Advies Biodiversiteit

Samenvatting

Adviesdatum
20 okt 2011
Productnummer
2011-065

De Vlaamse Regering moet elke zes jaar de definitieve erkenning van regionale landschappen (RL) al dan niet herbevestigen. Ditmaal ligt de hernieuwing van de RL Dijleland, Haspengouw en Voeren, Kempen en Maasland, Noord-Hageland, Vlaamse Ardennen, West-Vlaamse Heuvels en Zenne, Zuun en Zoniën voor.
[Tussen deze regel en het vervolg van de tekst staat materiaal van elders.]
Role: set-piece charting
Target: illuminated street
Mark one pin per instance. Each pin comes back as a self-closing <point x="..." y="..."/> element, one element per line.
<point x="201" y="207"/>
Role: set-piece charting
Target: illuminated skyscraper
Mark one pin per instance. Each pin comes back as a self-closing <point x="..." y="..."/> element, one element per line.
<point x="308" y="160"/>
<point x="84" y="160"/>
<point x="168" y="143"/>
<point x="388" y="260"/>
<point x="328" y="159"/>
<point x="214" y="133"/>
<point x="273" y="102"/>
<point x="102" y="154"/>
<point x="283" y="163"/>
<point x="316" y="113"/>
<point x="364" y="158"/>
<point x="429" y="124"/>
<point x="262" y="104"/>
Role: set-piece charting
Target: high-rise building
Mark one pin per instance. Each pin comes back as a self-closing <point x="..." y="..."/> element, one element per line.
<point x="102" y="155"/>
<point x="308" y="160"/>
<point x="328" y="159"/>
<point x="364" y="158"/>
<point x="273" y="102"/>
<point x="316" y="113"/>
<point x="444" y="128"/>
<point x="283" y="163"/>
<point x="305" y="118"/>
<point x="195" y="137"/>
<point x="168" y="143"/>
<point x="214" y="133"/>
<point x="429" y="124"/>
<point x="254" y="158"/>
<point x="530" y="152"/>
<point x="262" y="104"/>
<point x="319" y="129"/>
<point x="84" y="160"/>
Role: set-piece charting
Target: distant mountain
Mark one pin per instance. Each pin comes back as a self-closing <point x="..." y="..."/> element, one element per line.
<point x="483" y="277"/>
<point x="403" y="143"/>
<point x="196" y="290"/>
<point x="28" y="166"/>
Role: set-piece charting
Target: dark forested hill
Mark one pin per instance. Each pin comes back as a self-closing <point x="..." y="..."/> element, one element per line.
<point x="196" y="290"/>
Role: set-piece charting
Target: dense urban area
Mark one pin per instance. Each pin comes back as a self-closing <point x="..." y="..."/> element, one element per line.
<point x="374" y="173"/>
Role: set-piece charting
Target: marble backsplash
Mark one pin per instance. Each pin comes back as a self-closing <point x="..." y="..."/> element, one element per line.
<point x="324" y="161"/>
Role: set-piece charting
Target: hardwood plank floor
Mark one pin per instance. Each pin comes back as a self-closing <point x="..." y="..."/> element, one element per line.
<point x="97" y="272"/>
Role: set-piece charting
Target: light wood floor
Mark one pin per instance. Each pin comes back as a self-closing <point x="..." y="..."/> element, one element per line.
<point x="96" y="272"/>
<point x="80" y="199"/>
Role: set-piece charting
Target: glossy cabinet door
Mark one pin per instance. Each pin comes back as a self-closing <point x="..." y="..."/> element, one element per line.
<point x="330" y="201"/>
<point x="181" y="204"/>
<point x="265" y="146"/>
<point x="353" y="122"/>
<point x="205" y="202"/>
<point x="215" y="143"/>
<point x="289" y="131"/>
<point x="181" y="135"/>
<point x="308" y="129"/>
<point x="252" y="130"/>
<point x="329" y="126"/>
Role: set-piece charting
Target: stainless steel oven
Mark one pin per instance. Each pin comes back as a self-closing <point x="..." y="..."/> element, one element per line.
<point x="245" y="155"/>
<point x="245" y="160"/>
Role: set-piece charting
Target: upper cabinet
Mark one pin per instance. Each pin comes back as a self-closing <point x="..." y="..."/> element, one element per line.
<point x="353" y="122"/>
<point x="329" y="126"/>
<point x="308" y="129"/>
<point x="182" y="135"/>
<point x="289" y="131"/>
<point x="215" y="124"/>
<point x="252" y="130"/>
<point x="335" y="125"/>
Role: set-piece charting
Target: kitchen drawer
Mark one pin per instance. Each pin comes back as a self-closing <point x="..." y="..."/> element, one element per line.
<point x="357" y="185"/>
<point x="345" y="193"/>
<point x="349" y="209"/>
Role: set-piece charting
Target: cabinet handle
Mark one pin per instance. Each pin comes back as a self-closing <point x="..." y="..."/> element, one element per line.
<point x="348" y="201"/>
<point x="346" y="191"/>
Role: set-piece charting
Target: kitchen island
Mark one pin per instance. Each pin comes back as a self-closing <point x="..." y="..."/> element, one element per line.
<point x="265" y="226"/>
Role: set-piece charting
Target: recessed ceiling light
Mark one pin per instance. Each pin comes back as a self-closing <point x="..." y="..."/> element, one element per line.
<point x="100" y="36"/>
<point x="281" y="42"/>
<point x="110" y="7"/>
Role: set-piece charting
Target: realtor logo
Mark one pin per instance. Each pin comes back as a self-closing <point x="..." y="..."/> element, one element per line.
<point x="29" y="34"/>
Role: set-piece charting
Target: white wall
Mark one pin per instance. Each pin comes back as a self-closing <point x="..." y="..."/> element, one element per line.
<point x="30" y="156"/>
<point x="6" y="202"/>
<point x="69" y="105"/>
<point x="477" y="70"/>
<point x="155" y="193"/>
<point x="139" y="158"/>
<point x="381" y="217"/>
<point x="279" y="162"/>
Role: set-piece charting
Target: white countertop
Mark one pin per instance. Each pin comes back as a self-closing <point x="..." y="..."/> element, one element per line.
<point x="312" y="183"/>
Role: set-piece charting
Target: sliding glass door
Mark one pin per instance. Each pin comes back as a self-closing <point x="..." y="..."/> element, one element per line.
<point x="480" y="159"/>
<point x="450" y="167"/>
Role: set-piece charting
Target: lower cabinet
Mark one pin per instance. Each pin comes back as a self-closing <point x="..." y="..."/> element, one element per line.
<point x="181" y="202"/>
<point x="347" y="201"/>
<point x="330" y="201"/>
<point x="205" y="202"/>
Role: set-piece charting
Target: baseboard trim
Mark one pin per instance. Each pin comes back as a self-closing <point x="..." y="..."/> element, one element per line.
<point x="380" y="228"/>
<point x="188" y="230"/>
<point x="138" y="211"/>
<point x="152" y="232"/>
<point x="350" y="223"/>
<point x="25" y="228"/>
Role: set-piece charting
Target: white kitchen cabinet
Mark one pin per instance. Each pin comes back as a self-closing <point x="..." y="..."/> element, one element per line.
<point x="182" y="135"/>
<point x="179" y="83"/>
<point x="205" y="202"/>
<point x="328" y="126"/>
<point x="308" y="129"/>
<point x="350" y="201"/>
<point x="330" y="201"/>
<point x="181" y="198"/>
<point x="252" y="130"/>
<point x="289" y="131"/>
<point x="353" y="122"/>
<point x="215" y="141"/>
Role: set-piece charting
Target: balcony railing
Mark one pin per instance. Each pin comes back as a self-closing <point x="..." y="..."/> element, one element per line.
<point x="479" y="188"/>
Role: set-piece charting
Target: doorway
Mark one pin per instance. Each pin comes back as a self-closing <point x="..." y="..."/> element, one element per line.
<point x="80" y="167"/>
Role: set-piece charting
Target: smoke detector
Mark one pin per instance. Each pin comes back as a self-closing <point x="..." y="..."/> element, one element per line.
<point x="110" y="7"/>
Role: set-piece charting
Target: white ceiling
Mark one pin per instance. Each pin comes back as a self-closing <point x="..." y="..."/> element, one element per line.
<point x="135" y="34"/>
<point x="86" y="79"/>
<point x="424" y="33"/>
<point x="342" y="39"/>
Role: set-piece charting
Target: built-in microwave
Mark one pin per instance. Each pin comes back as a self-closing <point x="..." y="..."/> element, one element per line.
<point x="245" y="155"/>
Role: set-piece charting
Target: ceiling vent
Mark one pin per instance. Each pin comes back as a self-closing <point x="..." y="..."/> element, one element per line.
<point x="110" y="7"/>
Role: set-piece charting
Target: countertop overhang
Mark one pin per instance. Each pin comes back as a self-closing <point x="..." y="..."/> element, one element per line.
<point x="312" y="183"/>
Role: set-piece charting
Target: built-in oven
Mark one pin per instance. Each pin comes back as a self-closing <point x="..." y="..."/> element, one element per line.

De Minaraad stelt vast dat de RL heel wat initiatieven ontwikkeld hebben die aansluiten bij de centrale doelstellingen. De meeste RL maken in hun dossier concreet de link tussen de doelstellingen uit hun intentieverklaring en de uitgevoerde of lopende initiatieven. Die link beperkt zich echter meestal tot ad hoc voorbeelden, waardoor het moeilijk is om een volledig beeld te krijgen van de werking van de RL. De Minaraad beveelt daarom aan om in toekomstige dossiers een tabel op te nemen met een volledig en duidelijk overzicht van de uitgevoerde en lopende initiatieven over de zes jaren heen in relatie tot de intentieverklaring en de doelstellingen uit het Natuurdecreet.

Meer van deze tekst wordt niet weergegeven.